The solution, according to a traffic study commissioned by the city of Astoria, is to install a traffic light there. But that probably won't happen before 2008, said Mike Spaeth, district manager for the Oregon Department of Transportation's District 1, which includes Astoria.

Before the store was built, Safeway officials submitted a traffic study to the Oregon Department of Transportation that concluded there would be no need for a traffic light there. ODOT went along with those findings. But city officials were skeptical. The city commissioned another study, which determined the increased traffic that would be generated by the new store would warrant a traffic light.

In October 2003, ODOT's engineering department, which has nothing to do with funding, responded to the updated traffic study and acknowledged a light was needed, said Mitch Mitchum, Astoria's public works director.

At that point, Safeway agreed to pitch in $60,000 and Astoria put aside $50,000 for its share of the signal's cost, estimated at about $205,000. But now, almost a year later, Spaeth still hasn't been able to find money in ODOT's budget to pay the agency's $90,000 share.

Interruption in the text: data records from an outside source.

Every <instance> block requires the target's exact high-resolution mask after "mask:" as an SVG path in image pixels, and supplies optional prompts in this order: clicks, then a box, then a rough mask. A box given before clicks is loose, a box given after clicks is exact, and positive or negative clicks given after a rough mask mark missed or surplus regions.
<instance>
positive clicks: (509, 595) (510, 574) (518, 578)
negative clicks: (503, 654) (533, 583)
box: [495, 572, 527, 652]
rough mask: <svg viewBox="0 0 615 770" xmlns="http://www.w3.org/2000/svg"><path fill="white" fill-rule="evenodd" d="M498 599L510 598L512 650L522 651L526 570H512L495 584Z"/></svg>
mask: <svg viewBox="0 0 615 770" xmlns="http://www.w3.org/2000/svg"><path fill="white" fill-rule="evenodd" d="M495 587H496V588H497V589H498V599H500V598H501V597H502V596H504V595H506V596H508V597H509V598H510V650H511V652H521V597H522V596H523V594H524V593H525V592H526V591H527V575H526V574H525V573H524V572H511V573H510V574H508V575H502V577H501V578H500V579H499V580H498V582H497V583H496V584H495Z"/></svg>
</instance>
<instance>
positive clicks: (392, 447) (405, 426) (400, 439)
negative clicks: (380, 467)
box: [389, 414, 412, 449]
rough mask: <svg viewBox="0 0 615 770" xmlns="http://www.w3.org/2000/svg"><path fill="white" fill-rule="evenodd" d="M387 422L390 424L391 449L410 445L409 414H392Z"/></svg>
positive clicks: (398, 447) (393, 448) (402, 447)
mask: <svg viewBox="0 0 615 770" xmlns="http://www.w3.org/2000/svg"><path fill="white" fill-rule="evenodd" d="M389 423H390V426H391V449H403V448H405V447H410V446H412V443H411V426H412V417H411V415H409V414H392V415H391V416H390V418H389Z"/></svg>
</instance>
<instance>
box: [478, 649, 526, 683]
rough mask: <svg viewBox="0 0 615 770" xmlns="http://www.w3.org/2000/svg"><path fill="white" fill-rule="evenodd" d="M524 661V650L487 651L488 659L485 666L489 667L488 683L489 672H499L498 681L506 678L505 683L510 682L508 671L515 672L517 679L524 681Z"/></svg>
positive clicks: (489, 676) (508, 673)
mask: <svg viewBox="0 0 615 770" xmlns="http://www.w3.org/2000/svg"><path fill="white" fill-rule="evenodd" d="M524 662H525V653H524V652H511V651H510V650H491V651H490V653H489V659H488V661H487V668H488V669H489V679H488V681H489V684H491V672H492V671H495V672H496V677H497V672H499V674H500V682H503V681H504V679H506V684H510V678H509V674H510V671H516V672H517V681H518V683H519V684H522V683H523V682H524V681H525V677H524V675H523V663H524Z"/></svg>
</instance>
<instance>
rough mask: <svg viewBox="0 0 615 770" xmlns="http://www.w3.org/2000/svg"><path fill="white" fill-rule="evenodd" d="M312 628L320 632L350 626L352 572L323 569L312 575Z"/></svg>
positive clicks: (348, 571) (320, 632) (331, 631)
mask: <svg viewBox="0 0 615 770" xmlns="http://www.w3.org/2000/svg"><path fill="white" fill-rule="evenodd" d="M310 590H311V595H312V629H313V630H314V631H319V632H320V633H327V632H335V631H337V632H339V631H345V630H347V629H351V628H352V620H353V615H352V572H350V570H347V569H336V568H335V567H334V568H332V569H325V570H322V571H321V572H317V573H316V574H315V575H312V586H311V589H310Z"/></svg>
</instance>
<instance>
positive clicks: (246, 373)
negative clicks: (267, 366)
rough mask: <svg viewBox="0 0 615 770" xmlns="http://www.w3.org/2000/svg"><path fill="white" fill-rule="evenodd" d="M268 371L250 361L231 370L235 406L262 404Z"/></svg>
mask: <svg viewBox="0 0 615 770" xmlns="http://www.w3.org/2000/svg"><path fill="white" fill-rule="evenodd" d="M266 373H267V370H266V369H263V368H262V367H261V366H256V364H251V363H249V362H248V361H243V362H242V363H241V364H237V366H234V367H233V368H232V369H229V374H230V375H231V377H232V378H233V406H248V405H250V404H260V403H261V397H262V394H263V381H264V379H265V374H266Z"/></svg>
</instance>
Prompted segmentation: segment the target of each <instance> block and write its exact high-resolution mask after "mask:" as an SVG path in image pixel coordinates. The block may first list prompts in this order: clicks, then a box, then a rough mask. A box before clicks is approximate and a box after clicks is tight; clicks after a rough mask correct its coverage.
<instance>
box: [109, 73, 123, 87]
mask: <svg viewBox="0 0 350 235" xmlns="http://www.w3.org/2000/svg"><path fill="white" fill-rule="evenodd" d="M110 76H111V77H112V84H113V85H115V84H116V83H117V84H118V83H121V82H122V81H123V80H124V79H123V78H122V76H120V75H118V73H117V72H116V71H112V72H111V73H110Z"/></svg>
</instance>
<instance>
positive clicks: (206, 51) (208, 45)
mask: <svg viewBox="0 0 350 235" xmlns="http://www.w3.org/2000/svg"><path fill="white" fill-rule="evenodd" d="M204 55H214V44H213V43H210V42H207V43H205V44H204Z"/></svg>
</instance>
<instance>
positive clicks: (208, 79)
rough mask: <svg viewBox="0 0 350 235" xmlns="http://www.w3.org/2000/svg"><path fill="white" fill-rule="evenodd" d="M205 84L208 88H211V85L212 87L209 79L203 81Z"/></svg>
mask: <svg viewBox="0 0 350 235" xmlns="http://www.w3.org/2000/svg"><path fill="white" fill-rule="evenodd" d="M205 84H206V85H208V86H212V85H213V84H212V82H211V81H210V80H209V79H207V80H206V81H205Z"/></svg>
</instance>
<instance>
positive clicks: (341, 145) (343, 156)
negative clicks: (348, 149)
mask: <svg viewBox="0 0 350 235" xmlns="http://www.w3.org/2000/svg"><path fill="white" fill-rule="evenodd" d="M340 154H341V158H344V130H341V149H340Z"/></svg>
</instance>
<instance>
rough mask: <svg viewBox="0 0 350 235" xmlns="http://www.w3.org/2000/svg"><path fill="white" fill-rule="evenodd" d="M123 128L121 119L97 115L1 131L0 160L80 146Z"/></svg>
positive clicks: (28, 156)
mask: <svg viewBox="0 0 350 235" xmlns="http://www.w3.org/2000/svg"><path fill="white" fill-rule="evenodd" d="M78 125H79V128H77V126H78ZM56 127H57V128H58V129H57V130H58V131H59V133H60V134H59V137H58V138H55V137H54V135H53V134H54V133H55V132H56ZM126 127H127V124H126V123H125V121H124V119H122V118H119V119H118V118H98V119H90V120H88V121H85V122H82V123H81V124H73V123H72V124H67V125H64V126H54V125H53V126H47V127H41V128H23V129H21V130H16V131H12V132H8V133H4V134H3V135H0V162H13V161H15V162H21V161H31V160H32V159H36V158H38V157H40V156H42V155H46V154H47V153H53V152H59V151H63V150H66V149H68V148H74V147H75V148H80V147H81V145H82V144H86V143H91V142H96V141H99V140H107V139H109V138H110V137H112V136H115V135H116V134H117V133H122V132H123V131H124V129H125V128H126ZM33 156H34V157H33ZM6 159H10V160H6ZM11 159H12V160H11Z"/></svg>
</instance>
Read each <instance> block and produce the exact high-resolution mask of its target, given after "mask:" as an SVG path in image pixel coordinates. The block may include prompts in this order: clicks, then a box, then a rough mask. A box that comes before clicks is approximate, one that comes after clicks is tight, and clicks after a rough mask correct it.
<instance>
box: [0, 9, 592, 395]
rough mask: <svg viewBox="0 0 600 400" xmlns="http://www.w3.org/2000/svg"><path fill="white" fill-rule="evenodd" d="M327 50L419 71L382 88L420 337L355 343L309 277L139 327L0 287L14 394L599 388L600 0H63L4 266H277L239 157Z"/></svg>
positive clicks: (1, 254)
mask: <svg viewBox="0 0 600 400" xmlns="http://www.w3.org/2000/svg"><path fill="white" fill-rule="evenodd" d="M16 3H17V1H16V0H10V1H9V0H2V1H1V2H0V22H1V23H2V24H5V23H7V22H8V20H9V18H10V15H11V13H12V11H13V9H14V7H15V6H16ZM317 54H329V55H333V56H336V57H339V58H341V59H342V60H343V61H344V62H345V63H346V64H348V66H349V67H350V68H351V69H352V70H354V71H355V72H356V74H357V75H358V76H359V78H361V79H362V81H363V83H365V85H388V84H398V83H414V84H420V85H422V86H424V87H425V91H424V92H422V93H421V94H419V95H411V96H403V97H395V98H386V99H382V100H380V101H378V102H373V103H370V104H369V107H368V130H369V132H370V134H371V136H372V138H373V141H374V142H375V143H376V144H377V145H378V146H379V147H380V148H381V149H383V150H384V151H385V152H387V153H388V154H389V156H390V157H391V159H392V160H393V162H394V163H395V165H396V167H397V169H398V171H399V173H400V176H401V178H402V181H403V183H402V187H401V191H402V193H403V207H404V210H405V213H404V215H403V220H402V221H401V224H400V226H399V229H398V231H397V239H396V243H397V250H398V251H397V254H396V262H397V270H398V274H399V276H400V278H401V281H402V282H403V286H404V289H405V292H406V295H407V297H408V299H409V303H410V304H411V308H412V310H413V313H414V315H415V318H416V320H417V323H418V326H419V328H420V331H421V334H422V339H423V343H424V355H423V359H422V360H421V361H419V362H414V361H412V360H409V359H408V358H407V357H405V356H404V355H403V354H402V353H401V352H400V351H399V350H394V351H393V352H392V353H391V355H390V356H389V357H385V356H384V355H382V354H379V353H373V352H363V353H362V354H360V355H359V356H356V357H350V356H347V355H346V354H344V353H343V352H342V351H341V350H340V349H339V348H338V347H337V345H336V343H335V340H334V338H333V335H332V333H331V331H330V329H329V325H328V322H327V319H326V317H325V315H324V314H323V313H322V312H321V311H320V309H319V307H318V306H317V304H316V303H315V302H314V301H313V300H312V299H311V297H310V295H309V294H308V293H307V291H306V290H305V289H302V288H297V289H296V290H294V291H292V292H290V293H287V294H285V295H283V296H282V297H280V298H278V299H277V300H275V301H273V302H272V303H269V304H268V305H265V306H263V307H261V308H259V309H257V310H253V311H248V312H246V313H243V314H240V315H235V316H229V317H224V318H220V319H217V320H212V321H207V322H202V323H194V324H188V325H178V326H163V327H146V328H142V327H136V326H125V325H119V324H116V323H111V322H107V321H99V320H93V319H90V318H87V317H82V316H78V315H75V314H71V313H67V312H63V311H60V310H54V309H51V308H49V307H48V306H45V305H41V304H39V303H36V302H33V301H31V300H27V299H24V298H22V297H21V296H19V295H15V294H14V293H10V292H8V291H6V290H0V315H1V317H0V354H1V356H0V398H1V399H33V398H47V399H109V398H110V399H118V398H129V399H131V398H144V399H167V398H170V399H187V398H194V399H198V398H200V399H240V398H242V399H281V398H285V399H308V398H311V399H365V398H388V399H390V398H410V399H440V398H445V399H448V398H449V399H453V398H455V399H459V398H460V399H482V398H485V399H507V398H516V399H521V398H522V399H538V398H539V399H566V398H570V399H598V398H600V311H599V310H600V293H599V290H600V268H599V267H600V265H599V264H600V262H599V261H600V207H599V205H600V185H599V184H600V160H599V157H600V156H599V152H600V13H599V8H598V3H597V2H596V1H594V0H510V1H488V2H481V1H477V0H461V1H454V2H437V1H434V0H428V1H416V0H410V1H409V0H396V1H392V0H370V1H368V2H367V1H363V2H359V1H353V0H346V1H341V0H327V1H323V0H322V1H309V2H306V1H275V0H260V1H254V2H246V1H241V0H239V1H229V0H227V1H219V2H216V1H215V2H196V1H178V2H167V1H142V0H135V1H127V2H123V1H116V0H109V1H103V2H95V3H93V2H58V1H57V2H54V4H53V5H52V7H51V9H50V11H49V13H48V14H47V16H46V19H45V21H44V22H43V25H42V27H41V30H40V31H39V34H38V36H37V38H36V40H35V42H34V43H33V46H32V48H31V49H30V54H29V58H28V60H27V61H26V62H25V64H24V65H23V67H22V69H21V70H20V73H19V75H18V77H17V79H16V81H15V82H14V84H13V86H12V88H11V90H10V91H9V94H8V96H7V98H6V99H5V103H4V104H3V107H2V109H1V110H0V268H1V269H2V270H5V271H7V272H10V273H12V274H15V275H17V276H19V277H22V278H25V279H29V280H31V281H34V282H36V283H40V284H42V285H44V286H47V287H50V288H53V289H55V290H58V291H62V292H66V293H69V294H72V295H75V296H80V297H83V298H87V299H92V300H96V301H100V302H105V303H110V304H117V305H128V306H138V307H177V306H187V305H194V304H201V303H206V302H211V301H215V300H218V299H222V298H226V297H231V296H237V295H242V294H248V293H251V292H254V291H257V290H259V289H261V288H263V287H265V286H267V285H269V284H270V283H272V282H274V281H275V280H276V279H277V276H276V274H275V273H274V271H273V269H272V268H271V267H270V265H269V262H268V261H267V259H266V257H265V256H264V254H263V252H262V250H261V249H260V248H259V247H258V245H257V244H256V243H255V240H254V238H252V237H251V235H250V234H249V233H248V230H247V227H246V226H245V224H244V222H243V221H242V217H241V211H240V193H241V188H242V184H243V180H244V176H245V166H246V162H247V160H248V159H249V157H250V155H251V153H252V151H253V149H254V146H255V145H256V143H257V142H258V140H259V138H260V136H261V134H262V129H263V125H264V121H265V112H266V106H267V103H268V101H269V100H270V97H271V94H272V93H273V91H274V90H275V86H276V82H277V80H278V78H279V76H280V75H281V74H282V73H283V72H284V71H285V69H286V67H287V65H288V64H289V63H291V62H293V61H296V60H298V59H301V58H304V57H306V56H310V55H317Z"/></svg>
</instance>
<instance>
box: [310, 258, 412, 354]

Spaeth said ODOT never had the funding in hand. "We shared with the city it would be awhile if they were depending on ODOT," Spaeth said. "If they were anxious to have it done this year, I told them Safeway and the city would have to fund it themselves," he said.

Spaeth put the traffic light project in the Statewide Transportation Improvement Program, but he said even if the Transportation Commission approves it this fall, it would be 2008 before it could be built.

So Spaeth has been working hard to find other funding sources, including special funding from ODOT's traffic section in Salem. "I'm trying to compete for that. If I'm successful it could be built in 2006," Spaeth said. "I'm looking for anything I can compete for," he added.

In the meantime, the city of Astoria has designed the project and had it approved by ODOT technicians. "We've done everything we can possibly do in anticipation," Mitchum said. "But we don't have money (to pay ODOT's share) and since it's a state highway, ODOT has to be involved."